Clang had _ExtInt extended integers that supports operations other than division, but SIMD isn't useful for that because of carry between elements1. Other mainstream x86-64 compilers don't even have that; you need a library or something to define a custom type and use the same add-with-carry instructions clang will use. (Or a less efficient emulation in pure C2).
This has now been renamed _BitInt(n), and will be part of ISO C23. (clang -std=gnu2x).
As an extension, clang also accepts _BitInt in C++, regardless of revision, even with -std=c++11 rather than -std=gnu++11. Also in earlier C revisions, like -std=gnu11 or -std=c11.
typedef unsigned _BitInt(256) u256;
typedef /*signed*/ _BitInt(256) i256;
// works with clang 16
// but not GCC yet (as of April 2023)
int lt0(i256 a){
return a < 0; // just the sign bit in the top limb
}
// -march=broadwell allows mulx which clang uses, and adox/adcx which it doesn't
u256 mul256(u256 a, u256 b){
return a*b;
}
Godbolt with clang -std=gnu2x - works even with -m32, where it's 8x 32-bit limbs instead of just 4x 64-bit. Multiply and divide expand inline to a large amount of code, not calling helper functions, so use carefully.
- Clang 11 and 12 supported
_ExtInt(256), except for divide wider than 128. Not _BitInt.
a<0 required explicit casts like a < (i256)0.
- Clang 13 added implicit conversion from
int to _ExtInt types. Still no divide support for integers wider than 128-bit.
- Clang 14 and 15 support
_BitInt(n), but only for sizes up to _BitInt(128), so all supported sizes support division.
- Clang 16 and later accept
unsigned _BitInt(256) bar;, including mul and div (but it's expanded inline, not a helper function, so code-size is large for those ops.)

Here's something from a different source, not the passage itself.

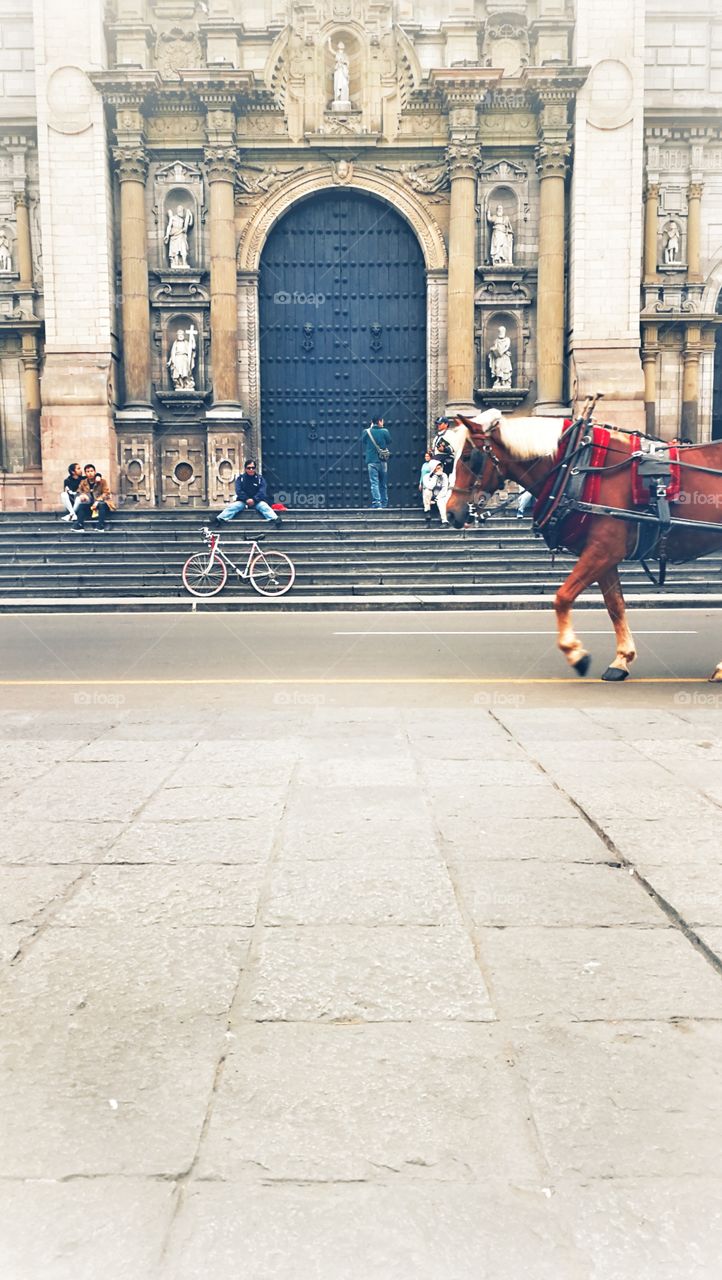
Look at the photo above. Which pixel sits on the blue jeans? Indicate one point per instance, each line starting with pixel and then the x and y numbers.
pixel 234 508
pixel 378 483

- GCC 12 and pre-13 trunk don't yet support
_BitInt at all.
SIMD 256-bit vectors aren't 256-bit scalar integers
__m256i is AVX2 SIMD 4x uint64_t (or a narrower element size like 8x uint32_t). It's not a 256-bit scalar integer type, you can't use it for scalar operations, __m256i var = 1 won't even compile. There is no x86 SIMD support for integers wider than 64-bit, and the Intel intrinsic types like __m128i and __m256i are purely for SIMD. You can do bitwise boolean ops with them.
GCC's __int128 / unsigned __int128 typically uses scalar add/adc, and/or scalar mul / imul, because AVX2 is generally not helpful for extended precision, unless you use a partial-word storage format so you can defer carry. (SIMD is helpful for stuff like bitwise AND/OR/XOR where element boundaries are irrelevant.)
Footnote 1: There actually is some scope for using SIMD for BigInteger types, but only with a specialized format. And more importantly, you have to manually choose when to re-normalize (propagate carry) so your calculations have to be designed around it; it's not a drop-in replacement. See Mysticial's answer on Can long integer routines benefit from SSE?
Footnote 2: Unfortunately C does not provide carry-out from addition / subtraction, so it's not even convenient to write in C. sum = a+b / carry = sum<a works for carry out when there's no carry in, but it's much harder to write a full adder in C. And compiler typically make crap asm that doesn't just use native add-with-carry instructions on machines where they're available. Extended-precision libraries for very big integers, like GMP, are typically written in asm.